Above all, it was not a game.

Which is where I start to have problems with Ghost Wall by Sarah Moss. It is a highly-praised book, and I can understand and appreciate why that should be so. And yet I kept running up against doubts and questions.

ghost wall by sarah mossThe setting is an exercise in experimental archaeology that has been set up by a professor and three of his students. Also taking part in the exercise are a working class family, Dad, a bus driver who prides himself in being an enthusiastic and reputable amateur when it comes to ancient British history, his wife, and their daughter, Sylvie, who is the narrator. That’s rather too small a group to recreate Iron Age living, but it is just about acceptable for dramatic purposes.

The problem I have is that at no time do we get any notion of what the archaeologists are doing there. There is no aim to the experiment, and there has been no preparation for the experiment. When the students are sent out to forage for food, they have no notion of what foods might be found, or what might be edible and what poisonous. And the same goes for the professor, who has not prepared either his students or himself, and who seems to have no idea what he is doing from one moment to the next. As the supposed expert – he is, after all, teaching a course on experimental archaeology – it is as if he has suddenly found himself dumped in the Iron Age with no idea what to do next.

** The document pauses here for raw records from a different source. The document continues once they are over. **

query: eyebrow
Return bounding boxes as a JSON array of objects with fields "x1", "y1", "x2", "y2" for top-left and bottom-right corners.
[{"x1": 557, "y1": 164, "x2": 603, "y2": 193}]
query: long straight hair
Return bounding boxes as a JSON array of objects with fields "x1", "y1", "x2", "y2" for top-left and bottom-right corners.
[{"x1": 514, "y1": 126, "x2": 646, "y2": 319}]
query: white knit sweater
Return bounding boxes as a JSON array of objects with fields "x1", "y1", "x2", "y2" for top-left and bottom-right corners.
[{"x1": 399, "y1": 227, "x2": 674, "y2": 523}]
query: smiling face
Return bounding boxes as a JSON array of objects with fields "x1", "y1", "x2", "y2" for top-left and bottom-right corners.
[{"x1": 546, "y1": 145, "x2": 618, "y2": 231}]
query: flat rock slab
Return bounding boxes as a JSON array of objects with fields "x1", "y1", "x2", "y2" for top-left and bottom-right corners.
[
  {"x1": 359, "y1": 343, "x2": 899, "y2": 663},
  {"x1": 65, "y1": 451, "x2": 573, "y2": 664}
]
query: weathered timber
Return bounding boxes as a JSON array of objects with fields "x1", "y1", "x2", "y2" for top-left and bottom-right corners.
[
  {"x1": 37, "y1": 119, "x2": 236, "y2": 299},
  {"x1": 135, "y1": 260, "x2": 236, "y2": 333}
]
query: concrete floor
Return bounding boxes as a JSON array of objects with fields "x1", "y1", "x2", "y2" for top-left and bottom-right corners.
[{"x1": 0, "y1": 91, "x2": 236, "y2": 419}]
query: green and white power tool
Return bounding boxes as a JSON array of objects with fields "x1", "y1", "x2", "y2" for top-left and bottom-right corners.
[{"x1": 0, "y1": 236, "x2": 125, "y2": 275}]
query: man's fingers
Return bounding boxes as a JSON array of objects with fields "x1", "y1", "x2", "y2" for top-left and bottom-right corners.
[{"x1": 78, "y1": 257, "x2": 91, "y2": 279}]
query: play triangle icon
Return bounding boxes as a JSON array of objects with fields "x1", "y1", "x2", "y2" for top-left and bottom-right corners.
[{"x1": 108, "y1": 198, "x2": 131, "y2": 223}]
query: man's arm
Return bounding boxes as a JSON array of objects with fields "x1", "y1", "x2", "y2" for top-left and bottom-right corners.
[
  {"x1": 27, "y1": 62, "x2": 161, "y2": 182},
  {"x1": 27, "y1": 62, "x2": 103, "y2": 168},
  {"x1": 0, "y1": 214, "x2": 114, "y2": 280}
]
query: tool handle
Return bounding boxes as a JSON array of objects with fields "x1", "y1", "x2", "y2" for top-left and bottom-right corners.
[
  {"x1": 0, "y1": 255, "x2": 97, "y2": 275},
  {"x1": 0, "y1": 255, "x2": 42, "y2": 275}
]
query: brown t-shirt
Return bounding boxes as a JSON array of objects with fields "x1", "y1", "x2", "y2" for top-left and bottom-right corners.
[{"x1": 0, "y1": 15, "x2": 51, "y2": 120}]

And because he is clearly not taking any of this seriously, neither do the students. They are all playing at the Iron Age, and by extension they are all playing at archaeology, even though for all four of them that is their chosen profession.

The only one taking any of this serious, and this is of course the point of the book, is Dad. Through him, of course, both Mum and Syl take it seriously, but only because they are terrified of Dad. And Dad is living in the past in more senses than one. He is the old-fashioned northern working class patriarch who rules his family by intimidation and violence. He is ready in an instant to thrash anyone who lapses from his strict and absolute rules. He is a monster, and far and away the most vividly drawn character in the novel. (But then, monsters do tend to leap off the page, don’t they?)

While the focus is on these three – horrific Dad, Mum cowed to inertia, and Syl more alert to what might trigger Dad’s violence than to anything else around her – the novel is chilly, sharp and powerful. But it needs the others. Or rather, it needs two of the others, the two male students are largely undifferentiated extras there to bulk out a scene as necessary. In the first place, it needs Molly, the careless, sybaritic student who gradually comes to realise what tortures, mental and physical, Syl is enduring. Molly is bright, mercurial, a flashing contrast to the dark, foreboding bulk of Dad.

But it also needs the Prof, because he is the one who enables the climactic expression of Dad’s violent and controlling nature. But the Prof is a non-entity, he has no character, at no point do we get any glimpse of why he is doing anything or what he thinks is going on at any point.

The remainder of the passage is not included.